Cluster的数量我们通常用elbow method来判断,我们希望between-cluster sum of squares/Total Variance的比例在达到某一个cluster数量之后,该比值增加的幅度减少,因为cluster增加该比值必然会增大, 我们不希望overfit data。 所以我们用elbow method,通过测试不同数量的cluster, 最终找出一个在比值变化最大之后减缓的那个cluster个数。
从图中来看,选5个cluster比较合适,因为percentage of variance explained在4和5之间变化比较大,而之后上升速度明显变缓。
k <- 15
multi <- sapply(2:k, function(x) kmeans(dt_final[, 2:6], centers = x))
perc_var_explained <- sapply(1:k-1,
function(x) multi[,x]$betweenss/multi[,x]$totss) %>%
unlist()
ggplot(data.frame(Clusters = 2:k, perc_var_explained =
perc_var_explained)) +
geom_point(aes(x = Clusters, y = perc_var_explained)) +
ggtitle("Number of Clusters VS Explained Variance") +
scale_x_continuous(limits = c(2, 15), breaks = seq(2, 15, 1))
接着用R自带的kmeans
function来进行聚类,我们先从每个聚类中选出20个人物,看看有没有什么特点。
set.seed(1024)
cluster_mod <- kmeans(dt_final[, 2:6], centers = 5)
splitted <- split(dt_final$姓名, cluster_mod$cluster)
sample_splitted <- lapply(1:5,
function(x) splitted[[x]][sample(length(splitted[[x]]), 20)])
names(sample_splitted) <- paste0("Cluster", 1:5)
粗略的看下,似乎第一个cluster几乎都是武将,第二个cluster里多为各项属性都比较优秀的人物,第三个cluster多为智力属性不太高,武力也比较中庸的武将。Cluster4 和Cluster5没看出什么特点。
sample_splitted
## $Cluster1
## [1] "顏良" "高翔" "蔣班" "蹋頓" "孫異" "曹昂" "州泰"
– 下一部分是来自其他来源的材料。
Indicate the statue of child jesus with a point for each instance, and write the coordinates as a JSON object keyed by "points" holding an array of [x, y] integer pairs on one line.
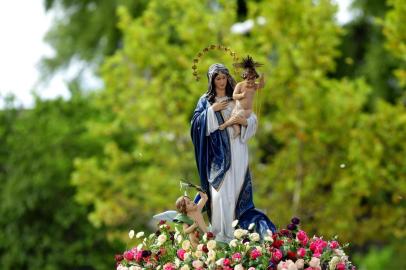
{"points": [[191, 216], [244, 93]]}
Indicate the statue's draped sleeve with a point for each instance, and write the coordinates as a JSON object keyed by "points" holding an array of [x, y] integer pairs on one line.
{"points": [[212, 152]]}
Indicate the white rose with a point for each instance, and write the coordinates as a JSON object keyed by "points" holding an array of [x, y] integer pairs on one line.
{"points": [[198, 254], [233, 243], [179, 238], [131, 234], [333, 263], [161, 239], [200, 247], [211, 245], [186, 256], [211, 255], [186, 245], [238, 233], [219, 262], [254, 237]]}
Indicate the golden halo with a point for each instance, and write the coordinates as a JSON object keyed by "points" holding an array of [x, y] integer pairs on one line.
{"points": [[219, 47]]}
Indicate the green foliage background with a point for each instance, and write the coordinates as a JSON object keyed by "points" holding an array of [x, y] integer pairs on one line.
{"points": [[77, 175]]}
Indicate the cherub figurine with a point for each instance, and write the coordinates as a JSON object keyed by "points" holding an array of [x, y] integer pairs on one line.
{"points": [[190, 215], [244, 92]]}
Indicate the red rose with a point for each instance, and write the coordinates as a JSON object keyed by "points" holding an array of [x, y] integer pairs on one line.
{"points": [[277, 243], [210, 235], [291, 255]]}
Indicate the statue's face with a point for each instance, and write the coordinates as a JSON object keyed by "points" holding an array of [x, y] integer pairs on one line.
{"points": [[220, 82], [190, 205], [251, 76]]}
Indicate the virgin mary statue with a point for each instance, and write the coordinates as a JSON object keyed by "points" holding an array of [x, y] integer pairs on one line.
{"points": [[222, 160]]}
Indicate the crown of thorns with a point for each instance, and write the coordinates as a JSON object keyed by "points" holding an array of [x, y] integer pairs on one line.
{"points": [[247, 63], [219, 47]]}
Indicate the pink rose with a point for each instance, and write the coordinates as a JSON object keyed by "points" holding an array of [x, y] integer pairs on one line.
{"points": [[255, 253], [128, 255], [334, 244], [301, 252], [302, 237], [340, 266], [276, 255], [181, 254], [236, 257], [169, 266], [138, 255]]}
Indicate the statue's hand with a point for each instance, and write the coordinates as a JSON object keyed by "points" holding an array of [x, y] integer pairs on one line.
{"points": [[218, 106], [261, 83]]}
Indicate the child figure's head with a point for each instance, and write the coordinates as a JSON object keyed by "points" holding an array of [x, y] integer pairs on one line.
{"points": [[184, 204], [249, 66]]}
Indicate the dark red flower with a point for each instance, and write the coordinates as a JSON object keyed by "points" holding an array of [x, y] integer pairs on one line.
{"points": [[295, 220], [118, 257], [277, 243], [210, 235], [291, 227], [291, 255]]}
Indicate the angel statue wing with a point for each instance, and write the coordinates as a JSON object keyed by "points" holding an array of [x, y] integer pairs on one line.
{"points": [[167, 215]]}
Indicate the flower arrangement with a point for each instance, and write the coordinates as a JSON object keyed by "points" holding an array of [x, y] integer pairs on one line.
{"points": [[287, 249]]}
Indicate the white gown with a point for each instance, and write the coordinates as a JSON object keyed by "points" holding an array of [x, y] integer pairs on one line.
{"points": [[224, 200]]}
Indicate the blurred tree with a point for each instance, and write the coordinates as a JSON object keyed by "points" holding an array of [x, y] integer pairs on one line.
{"points": [[84, 31], [363, 53], [395, 32], [310, 150], [42, 227]]}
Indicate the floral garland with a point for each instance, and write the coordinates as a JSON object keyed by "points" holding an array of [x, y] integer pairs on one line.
{"points": [[288, 249]]}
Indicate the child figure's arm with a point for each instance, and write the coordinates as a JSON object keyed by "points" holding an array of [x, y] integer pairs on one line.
{"points": [[189, 229], [261, 82], [202, 201], [237, 92]]}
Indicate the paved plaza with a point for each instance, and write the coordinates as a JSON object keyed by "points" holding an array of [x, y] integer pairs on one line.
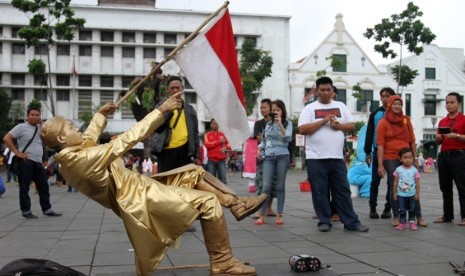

## [8] "軻比能" "馬隆" "周昂" "公孫範" "袁尚" "周倉" "王桃"
## [15] "馬雲騄" "曹洪" "李通" "丁封" "馬騰" "于禁"
##
## $Cluster2
## [1] "徐盛" "龐娥" "賈詡" "呂範" "司馬懿" "周魴" "孫尚香"
## [8] "成公英" "向寵" "劉馥" "王渾" "韓遂" "袁遺" "董和"
## [15] "劉表" "李恢" "荀攸" "王濬" "羊祜" "楊肇"
##
## $Cluster3
## [1] "陳就" "張達" "鄂煥" "劉丞" "趙岑" "韓忠" "孫峻"
## [8] "沙摩柯" "焦觸" "武安國" "張象" "范疆" "魏續" "王方"
## [15] "陳式" "骨進" "胡車兒" "潘璋" "曹豹" "文醜"
##
## $Cluster4
## [1] "王允" "劉巴" "孫登" "袁胤" "劉琮" "李珪" "劉永" "荀惲" "許攸" "蒯越"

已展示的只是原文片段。